今回は、健康な若い男性を対象にトランス脂肪酸の摂取量と精子の質の関係を調べています。

その結果、トランス脂肪酸の摂取が多い男性は総精子数が少ないことがわかったとのこと。

そもそも、植物性の油は、普通、常温では液体で、空気に触れると酸化されやすく、加熱すると劣化しやすくなりますが、工業的に水素を添加し、一部の化学構造を変化させると、液体から半固形になり、酸化や加熱にも強く、さらには、風味もよくなり、食品産業にとっては格段に扱いやすくなります。

このような加工を施し、マーガリンやショートニングをつくっているのですが、このような化学的な操作を加える際に出来てしまう副産物がトランス脂肪酸です。

食品産業にとってはとても都合のよい油なのですが、食べる側にとっては、よいことは何もなく、これまでの研究では摂り過ぎるといろいろな病気や障害のリスクを高めることがわかっているというやっかいなものです。
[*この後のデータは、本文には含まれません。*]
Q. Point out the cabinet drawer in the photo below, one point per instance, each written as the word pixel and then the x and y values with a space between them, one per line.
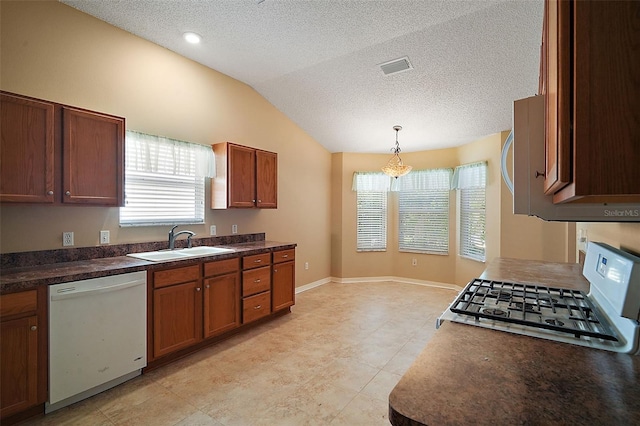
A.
pixel 176 276
pixel 284 255
pixel 221 267
pixel 256 281
pixel 18 303
pixel 255 261
pixel 255 307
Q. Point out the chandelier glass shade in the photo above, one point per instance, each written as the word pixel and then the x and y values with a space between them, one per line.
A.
pixel 395 167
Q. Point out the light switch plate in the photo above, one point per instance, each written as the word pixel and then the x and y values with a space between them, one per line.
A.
pixel 104 237
pixel 67 239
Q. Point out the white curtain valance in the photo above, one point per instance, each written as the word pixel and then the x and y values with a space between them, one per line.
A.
pixel 468 176
pixel 157 154
pixel 424 180
pixel 371 182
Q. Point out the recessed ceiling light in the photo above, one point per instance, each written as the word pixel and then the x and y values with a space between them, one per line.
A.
pixel 192 38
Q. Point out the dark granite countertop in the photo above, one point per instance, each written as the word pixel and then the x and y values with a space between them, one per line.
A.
pixel 472 375
pixel 19 278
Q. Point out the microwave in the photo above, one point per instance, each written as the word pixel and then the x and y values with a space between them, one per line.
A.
pixel 527 138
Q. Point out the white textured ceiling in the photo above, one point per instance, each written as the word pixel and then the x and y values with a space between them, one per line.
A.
pixel 317 61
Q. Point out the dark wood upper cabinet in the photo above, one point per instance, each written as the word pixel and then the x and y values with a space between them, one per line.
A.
pixel 93 158
pixel 591 64
pixel 245 177
pixel 27 150
pixel 57 154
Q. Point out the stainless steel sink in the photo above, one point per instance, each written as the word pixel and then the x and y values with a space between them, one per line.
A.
pixel 161 255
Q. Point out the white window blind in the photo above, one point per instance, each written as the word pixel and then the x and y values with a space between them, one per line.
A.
pixel 471 180
pixel 164 180
pixel 423 209
pixel 371 197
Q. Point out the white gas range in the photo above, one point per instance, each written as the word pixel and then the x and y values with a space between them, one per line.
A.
pixel 605 318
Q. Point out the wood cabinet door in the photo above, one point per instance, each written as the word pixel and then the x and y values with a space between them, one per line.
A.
pixel 241 176
pixel 266 179
pixel 256 281
pixel 221 304
pixel 557 86
pixel 27 150
pixel 18 365
pixel 177 317
pixel 93 158
pixel 606 110
pixel 284 282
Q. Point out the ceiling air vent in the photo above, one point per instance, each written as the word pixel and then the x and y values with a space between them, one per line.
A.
pixel 395 66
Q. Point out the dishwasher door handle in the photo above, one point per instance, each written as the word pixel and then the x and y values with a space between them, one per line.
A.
pixel 69 294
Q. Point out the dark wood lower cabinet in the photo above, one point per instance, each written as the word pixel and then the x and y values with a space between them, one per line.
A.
pixel 284 286
pixel 221 304
pixel 23 353
pixel 177 317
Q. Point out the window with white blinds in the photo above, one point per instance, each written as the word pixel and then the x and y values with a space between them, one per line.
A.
pixel 371 197
pixel 470 180
pixel 423 209
pixel 164 180
pixel 372 221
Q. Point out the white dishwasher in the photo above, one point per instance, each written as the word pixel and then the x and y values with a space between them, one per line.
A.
pixel 97 336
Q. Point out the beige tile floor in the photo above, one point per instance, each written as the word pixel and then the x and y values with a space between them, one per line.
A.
pixel 332 361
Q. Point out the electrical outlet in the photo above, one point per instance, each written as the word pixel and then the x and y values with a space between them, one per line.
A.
pixel 104 237
pixel 67 239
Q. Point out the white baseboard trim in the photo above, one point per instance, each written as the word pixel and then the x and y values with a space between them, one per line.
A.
pixel 435 284
pixel 312 285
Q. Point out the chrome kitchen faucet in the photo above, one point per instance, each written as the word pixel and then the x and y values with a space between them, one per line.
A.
pixel 172 237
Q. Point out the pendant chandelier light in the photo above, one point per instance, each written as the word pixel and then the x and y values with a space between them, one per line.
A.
pixel 395 168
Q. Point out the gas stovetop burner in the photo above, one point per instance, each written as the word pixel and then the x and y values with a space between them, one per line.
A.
pixel 605 318
pixel 555 309
pixel 547 302
pixel 495 312
pixel 553 321
pixel 500 294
どんな食品に含まれているかというと、マーガリンや菓子パン、ドーナツ、クッキー、フライドポテト、冷凍食品などで、加工食品やファストフード、あらゆるスナック菓子などです。

つまり、スナック菓子やファーストフードをたくさん食べていると精子をつくる働きが弱くなってしまうかもしれないというわけです。

トランス脂肪酸の健康への悪影響は既によく知られていて、アメリカのFDA(食品医薬品局)は昨年の11月に食品への使用を禁止する方針を明らかにしています。

また、女性にとってもトランス脂肪酸の摂り過ぎは卵巣機能を低下させたり、子宮内膜症を悪化させたりすることが明らかにされています。

マーガリンは使わないこと、スナック菓子やファーストフードはほどほどにすることです。